La finance internationale, ses arcanes, ses combinaisons et ses prédateurs rapaces, est un des terrains favoris de Stephen Desberg en tant que scénariste. Dans ce domaine, il a déjà développé des intrigues passionnantes avec IR$ et IR$ All Watcher. Il revient, ici, avec un héros qui mène une lutte, à la façon d’un Robin des bois, contre les trafiquants et financiers liés à la drogue et à tout ce qui en découle en matière de crimes, en privilégiant une action débridée.
Jean Ravelle agit parce qu’il n’a pas une confiance aveugle en la justice, qu’il pense que tout n’est pas toujours fait pour que le crime soit puni dans notre joli monde. Il traque alors les malfaiteurs qui bénéficient d’une impunité, paient pour leur monstruosité. Pour mener sa quête, répondre aux prières de quelques centaines d’enfants morts, il faut qu’il se libère de sa famille par alliance, une famille richissime dont le seul but est celui de s’enrichir encore. Elle qui ne comprendrait pas qu’il dépense son argent pour une cause humanitaire, la seule que ces gens-là tolèrent étant celle qui rapporte de l’argent !
L’action débute au Brésil et donne un autre aspect de ce pays, loin de celui présentés par les médias sportifs ou par des économistes liés au système financier (et on y revient !), qui voient un Eldorado pour toutes leurs combines frauduleuses. Un couple progresse avec précaution dans les ruelles d’une favela de Rio de Janeiro jusqu’à une placette qui domine la ville. Ils écoutent Monteiro, un gros homme, pérorer en montrant le territoire où il règne sur le trafic de la drogue. Son discours convainc son interlocuteur de traiter avec lui. Dans le couple, la femme retient l’homme lui disant qu’il ne peut rien faire maintenant. De nuit, une silhouette sombre aborde le yacht de Monteiro, tue ses gardes du corps, l’enlève en hélicoptère. Pendant le vol, la silhouette se présente comme Jean Ravelle, celui qui entend les prières des enfants morts. Il l’accuse d’être directement responsable de la mort de quarante-huit gosses par overdose et dix-sept abattus comme dealer ou rabatteur. Puis il l’abandonne aux mains de familles en deuil par sa faute. Ravelle sort un carnet de sa combinaison et soustrait 63 de 389.
Jean Ravelle est un homme riche et… en colère contre tous ceux qui sont responsables de la mort d’enfants. Il met sa fortune au service de sa justice avec l’aide d’une équipe de financiers et de juristes de haut-vol. Mais, pour mener à bien sa mission, il doit échapper à la famille chinoise de sa délicieuse épouse et donc…

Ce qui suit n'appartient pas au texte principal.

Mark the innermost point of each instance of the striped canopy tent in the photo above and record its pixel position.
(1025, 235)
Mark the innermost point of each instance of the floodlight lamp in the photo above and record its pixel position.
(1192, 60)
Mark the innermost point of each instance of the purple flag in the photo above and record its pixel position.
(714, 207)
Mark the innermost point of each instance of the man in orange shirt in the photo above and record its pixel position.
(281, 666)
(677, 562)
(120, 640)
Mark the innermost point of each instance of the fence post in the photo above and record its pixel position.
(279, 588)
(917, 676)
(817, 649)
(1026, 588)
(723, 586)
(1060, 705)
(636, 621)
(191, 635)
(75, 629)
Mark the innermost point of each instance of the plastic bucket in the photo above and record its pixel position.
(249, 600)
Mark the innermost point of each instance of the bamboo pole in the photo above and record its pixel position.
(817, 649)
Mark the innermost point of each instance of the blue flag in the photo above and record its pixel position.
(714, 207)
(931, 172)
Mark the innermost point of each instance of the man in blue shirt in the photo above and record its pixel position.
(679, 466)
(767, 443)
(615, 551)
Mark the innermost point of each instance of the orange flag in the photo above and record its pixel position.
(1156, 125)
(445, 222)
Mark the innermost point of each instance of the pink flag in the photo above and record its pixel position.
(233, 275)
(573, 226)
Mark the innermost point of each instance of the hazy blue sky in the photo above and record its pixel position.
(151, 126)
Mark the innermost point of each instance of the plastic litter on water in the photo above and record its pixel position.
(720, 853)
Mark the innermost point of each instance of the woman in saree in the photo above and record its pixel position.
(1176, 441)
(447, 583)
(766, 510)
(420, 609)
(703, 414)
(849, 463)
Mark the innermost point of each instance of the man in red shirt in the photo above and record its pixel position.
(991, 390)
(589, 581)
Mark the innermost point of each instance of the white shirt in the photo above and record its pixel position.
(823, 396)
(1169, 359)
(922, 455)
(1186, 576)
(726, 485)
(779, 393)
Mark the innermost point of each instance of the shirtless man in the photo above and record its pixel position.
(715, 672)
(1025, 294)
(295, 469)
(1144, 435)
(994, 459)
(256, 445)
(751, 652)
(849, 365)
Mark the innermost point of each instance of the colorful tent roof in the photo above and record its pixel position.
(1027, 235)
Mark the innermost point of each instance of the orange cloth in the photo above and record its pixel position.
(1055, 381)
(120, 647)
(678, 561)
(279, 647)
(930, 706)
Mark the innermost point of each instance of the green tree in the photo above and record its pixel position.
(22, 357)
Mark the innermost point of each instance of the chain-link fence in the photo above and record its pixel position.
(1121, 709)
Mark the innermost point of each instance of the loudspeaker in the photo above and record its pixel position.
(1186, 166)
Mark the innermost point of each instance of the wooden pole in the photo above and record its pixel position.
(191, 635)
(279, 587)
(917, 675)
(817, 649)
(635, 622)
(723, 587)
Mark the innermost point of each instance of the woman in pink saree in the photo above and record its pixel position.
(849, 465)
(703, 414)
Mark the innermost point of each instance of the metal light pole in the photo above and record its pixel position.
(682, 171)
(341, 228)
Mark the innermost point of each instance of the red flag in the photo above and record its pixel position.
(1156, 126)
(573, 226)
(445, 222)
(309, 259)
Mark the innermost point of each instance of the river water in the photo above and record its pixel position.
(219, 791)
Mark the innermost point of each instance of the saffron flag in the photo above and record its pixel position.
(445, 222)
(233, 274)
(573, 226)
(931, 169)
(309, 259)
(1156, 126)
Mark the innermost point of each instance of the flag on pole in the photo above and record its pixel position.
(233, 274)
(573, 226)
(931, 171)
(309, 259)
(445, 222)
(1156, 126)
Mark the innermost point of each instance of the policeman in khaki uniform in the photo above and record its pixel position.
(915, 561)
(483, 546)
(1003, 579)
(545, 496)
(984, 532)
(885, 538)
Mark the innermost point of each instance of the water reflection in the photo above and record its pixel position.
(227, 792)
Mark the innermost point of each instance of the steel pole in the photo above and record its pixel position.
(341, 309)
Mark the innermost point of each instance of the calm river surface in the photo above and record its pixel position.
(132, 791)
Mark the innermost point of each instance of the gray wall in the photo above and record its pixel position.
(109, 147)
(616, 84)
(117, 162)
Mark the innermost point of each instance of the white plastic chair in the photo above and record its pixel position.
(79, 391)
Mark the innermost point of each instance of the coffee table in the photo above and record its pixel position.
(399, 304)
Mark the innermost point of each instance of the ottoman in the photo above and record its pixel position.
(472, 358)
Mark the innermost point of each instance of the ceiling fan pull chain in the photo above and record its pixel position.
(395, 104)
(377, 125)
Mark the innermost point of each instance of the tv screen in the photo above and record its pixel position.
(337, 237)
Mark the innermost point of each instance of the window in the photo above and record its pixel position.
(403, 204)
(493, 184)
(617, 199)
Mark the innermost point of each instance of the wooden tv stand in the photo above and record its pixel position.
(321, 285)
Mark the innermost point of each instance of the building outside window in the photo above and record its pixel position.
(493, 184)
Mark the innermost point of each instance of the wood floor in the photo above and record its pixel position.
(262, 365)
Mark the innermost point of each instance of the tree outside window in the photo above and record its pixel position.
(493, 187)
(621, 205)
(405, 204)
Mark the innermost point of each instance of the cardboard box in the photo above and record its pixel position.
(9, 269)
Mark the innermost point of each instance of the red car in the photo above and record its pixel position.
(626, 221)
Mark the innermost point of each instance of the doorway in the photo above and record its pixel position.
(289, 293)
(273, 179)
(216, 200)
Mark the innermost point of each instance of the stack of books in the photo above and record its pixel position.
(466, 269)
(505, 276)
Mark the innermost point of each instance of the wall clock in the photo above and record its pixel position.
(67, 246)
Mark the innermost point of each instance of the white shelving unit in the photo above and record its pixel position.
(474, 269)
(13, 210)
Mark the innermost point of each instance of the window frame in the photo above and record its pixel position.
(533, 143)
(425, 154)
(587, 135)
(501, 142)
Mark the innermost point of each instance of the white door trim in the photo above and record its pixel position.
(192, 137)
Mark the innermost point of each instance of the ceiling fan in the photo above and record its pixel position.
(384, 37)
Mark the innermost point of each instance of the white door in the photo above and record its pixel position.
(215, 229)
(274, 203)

Miguel Lalor, qui signe aussi Miguel, a suivi une école des beaux-arts portugaise, travaillé comme designer pour un éditeur de son pays avant de venir s’installer à Paris. Il a réalisé la série Myrkos (Dargaud) et la première saison du Dernier Templier (Dargaud). Il propose, ici, un dessin très réaliste, fourmillant de détails, dopé à l’EPO pour les nombreuses scènes d’action qui ponctuent l’album. Ses personnages, aux attitudes dynamiques, expriment parfaitement, tant par gestes que par mimiques, leurs sentiments, leurs émotions. Il mène un travail fouillé sur des perspectives, sur des champs et contre-champs peu courants.
Un premier album tonique, dynamique, au scénario attractif qui fait souhaiter une suite du même acabit dans un délai raisonnable.
serge perraud
Stephen Desberg (scénario), Miguel Lalor (dessin), Thorn (couleur), Le Rédempteur, tome 1 : “L’Homme qui entendait les prières des enfants morts”, Dargaud, mai 2015, 48 p. – 13,99 €.